2DRs challenge traditional three-drug paradigms by minimizing toxicity and cost while maintaining efficacy. Recommended regimens include:

  • DTG + 3TC: For initial therapy in patients without hepatitis B coinfection.
  • Darunavir/ritonavir (DRV/r) + raltegravir (RAL): For patients with viral loads 200 cells/µL.
  • Monthly LA cabotegravir + rilpivirine: For maintenance in virologically suppressed individuals.

However, 2DRs are contraindicated in hepatitis B coinfection, tuberculosis, pregnancy, or renal impairment due to insufficient data.


Challenges in Antiretroviral Therapy

Drug Resistance and Adherence

Transmitted and acquired resistance remains a barrier, particularly in regions with limited ART access. Non-adherence, driven by stigma, mental health issues, or regimen complexity, exacerbates resistance risks. INSTIs like DTG mitigate this through high genetic barriers, but emerging resistance mutations (e.g., R263K) underscore the need for vigilance.

Metabolic and Long-Term Complications

INSTIs, though safer than older ARVs, are linked to weight gain and metabolic dysregulation. DTG use in pregnancy raises concerns about neural tube defects, necessitating careful risk-benefit analysis. Aging PLWH face increased cardiovascular, renal, and neurocognitive comorbidities, requiring integrated care models.

Access and Equity

Despite global progress, disparities persist. In 2018, only 62% of PLWH in low- and middle-income countries received ART, compared to 87% in high-income countries. Patent barriers, supply chain inefficiencies, and underfunded health systems hinder equitable access to newer agents like DTG or LA-ART.

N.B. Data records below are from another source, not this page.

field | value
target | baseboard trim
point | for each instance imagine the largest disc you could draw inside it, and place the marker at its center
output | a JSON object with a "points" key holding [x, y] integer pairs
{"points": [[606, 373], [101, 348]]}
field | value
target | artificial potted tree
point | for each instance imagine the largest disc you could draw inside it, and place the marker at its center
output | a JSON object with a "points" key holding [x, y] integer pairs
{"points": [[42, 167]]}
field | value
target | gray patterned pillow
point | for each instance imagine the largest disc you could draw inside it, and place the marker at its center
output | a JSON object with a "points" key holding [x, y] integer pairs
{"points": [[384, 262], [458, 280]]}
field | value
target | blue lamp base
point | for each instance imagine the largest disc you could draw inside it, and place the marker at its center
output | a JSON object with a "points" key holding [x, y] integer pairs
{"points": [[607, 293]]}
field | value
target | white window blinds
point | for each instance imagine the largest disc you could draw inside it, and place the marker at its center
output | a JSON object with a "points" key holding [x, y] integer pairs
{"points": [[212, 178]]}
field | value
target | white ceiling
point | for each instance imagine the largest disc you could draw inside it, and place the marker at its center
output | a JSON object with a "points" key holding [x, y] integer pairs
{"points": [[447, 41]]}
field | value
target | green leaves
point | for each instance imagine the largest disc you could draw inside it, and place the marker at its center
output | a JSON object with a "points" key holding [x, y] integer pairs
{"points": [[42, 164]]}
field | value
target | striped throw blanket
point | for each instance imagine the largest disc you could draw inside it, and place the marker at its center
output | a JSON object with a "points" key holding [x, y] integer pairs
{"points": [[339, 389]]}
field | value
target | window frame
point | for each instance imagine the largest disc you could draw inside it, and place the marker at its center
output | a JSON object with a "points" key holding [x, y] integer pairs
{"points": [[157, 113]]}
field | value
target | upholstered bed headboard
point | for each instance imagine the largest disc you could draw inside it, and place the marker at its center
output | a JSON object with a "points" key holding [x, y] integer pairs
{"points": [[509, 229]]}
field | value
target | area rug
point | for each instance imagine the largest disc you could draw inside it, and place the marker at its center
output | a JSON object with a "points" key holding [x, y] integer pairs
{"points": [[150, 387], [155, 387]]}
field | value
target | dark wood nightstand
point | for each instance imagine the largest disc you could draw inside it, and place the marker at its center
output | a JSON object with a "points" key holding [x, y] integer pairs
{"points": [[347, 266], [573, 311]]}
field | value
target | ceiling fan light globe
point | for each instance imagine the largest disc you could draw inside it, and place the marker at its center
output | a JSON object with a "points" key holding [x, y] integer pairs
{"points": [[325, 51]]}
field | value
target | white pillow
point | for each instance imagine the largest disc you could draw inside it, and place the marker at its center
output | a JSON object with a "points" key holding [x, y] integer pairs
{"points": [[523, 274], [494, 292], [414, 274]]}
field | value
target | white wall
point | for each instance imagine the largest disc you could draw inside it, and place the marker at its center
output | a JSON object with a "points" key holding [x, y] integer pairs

The Quest for a Functional Cure

A functional cure—defined as sustained viral remission without ART—remains elusive due to HIV’s latent reservoir in CD4+ T cells. Strategies under investigation include:

  1. “Kick and Kill”: Latency-reversing agents (e.g., histone deacetylase inhibitors) activate dormant virus, enabling immune clearance.
  2. Gene Editing: CRISPR/Cas9 targets proviral DNA, excising integrated HIV genomes.
  3. Broadly Neutralizing Antibodies: bnAbs like 3BNC117 enhance immune control by targeting conserved Env epitopes.
  4. CAR-T Cell Therapy: Chimeric antigen receptor T cells engineered to recognize HIV-infected cells show promise in preclinical models.

While these approaches are experimental, combined bnAbs and LA-ART may bridge the gap toward remission.


Conclusion

Four decades of ART advancements have transformed HIV/AIDS into a chronic condition, yet the epidemic persists. Scaling up rapid-start programs, expanding access to novel agents, and addressing systemic inequities are critical to achieving global targets. Concurrently, research must prioritize long-term safety, adherence tools, and curative strategies. The integration of biomedical, behavioral, and structural interventions will determine whether the vision of ending HIV/AIDS by 2030 becomes reality.